Napoli, 1984. Fabietto Schisa è un ragazzino che vive la sua adolescenza tranquillamente con i suoi genitori, Saverio e Maria, e il fratelli, Marchino e Daniela. Ma sulla città e sulla famiglia aleggia un nome, sussurrato, pieno di speranza, senza davvero crederci, un sogno che potrebbe diventare realtà: Maradona che approda al Napoli.
Inizia così l'ultimo film di Paolo Sorrentino, quello che racconta sostanzialmente la sua storia e che, a più di sette anni da La Grande Bellezza, potrebbe riportarlo agli Oscar, proprio su quel palco dove, nel suo discorso di ringraziamento, citò proprio Maradona.
E si respira l'atmosfera di quegli anni nel film di Sorrentino, si respira l'attesa, si percepisce ciò che Maradona ha significato (e ancora significa) per Napoli e per i napoletani, molto più che un giocatore di calcio, un simbolo di rinascita per la città, un eroe popolare, quasi una divinità pagana che veglia sui suoi discepoli.
La famiglia di Fabietto, pur con i suoi personaggi bislacchi e così tipicamente sorrentiniani, è una famiglia normale, semplice, con i suoi alti e bassi, piena di amore, dove la tragedia arriva come un fulmine a ciel sereno, scuotendo la vita di Fabietto e dove l'intervento di Maradona, o di Dio, ma forse di entrambi, ha un significato sia simbolico che letterale.
Lasciando un po' da parte i vezzi più estetisti del suo cinema, Sorrentino mette insieme immagini liriche e poetiche di una vita semplice, un film intimo che parla di famiglia sopra ogni altra cosa, quella famiglia che è stata strappata via troppo presto al protagonista, vero e proprio alter ego del regista stesso. C'è tanto di autobiografico, non solo nella storia, ma anche nei temi: troviamo quindi l'amore per i genitori e i fratelli, la venerazione per Maradona, la magia del Cinema, un certo nichilismo nei confronti della vita che però non sfocia mai nel cinismo vuoto ma riesce sempre a rimanere ammantato di poesia.

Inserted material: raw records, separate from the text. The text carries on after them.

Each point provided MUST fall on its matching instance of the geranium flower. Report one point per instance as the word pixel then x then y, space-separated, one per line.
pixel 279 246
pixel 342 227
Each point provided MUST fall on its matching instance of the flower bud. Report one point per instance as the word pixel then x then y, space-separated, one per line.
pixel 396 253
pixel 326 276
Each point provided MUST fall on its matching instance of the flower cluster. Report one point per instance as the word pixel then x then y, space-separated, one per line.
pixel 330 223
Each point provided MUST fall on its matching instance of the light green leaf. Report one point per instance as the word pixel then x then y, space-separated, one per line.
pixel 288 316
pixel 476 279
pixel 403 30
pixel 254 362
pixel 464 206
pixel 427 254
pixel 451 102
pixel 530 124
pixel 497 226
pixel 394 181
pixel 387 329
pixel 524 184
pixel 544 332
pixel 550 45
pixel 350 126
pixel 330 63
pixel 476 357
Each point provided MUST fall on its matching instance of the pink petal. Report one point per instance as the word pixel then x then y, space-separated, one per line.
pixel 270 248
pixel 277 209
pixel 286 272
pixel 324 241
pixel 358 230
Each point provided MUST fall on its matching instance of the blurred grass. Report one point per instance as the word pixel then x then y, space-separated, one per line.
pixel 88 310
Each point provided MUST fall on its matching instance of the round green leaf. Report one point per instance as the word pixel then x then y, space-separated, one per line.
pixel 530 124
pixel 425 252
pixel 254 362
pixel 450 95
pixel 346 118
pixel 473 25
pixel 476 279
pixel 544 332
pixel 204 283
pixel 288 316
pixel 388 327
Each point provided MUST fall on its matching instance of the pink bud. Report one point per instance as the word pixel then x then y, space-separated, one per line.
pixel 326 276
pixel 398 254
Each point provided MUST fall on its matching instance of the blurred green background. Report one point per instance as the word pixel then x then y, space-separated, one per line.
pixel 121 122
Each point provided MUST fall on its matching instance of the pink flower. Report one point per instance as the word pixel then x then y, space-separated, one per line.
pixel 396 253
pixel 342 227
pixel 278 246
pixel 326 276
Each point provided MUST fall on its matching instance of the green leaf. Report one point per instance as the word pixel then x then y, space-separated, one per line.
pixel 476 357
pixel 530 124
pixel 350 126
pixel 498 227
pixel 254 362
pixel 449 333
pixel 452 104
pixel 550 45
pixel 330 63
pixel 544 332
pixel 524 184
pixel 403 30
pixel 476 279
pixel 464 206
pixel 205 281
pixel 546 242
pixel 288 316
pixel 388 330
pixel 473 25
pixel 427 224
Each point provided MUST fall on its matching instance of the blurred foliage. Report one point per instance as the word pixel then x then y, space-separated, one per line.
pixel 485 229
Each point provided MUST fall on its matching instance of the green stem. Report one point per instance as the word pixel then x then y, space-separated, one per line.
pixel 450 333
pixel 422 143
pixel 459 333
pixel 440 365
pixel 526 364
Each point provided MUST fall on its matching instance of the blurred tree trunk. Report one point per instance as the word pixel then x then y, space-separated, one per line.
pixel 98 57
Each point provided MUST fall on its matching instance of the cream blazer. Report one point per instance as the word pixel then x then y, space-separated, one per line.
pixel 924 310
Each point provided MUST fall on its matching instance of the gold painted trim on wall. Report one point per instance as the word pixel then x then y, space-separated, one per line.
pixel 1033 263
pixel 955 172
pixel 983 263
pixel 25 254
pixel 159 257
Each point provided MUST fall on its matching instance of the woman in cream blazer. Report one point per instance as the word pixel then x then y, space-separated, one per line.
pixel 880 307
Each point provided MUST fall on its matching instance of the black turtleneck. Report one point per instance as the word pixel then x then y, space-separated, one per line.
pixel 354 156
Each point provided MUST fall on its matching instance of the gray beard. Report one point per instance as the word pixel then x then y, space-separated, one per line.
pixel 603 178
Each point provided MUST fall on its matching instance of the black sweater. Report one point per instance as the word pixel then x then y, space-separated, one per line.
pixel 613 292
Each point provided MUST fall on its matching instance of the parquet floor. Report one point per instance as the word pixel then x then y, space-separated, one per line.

Ci sono anche i feticci di Sorrentino, da un certo tipo di ripresa e di dialogo a, soprattutto, l'attore Toni Servillo, sempre più camaleontico e, come al solito, perfetto nel dare vita a un padre con tante luci e qualche ombra, un uomo comune e straordinario insieme. Ottimo anche il giovane Filippo Scotti, per la prima volta nel ruolo da protagonista, un ruolo tutt'altro che facile anche per il semplice fatto di dover essere a tutti gli effetti la trasposizione dello stesso regista nella pellicola.
Sicuramente È stata la mano di Dio non ha lo stesso potere dirompente de La Grande Bellezza, ma non per questo è da meno al suo "predecessore" (simbolicamente, in ambito premi), forse non il capolavoro di Sorrentino ma di sicuro il suo film più intimo.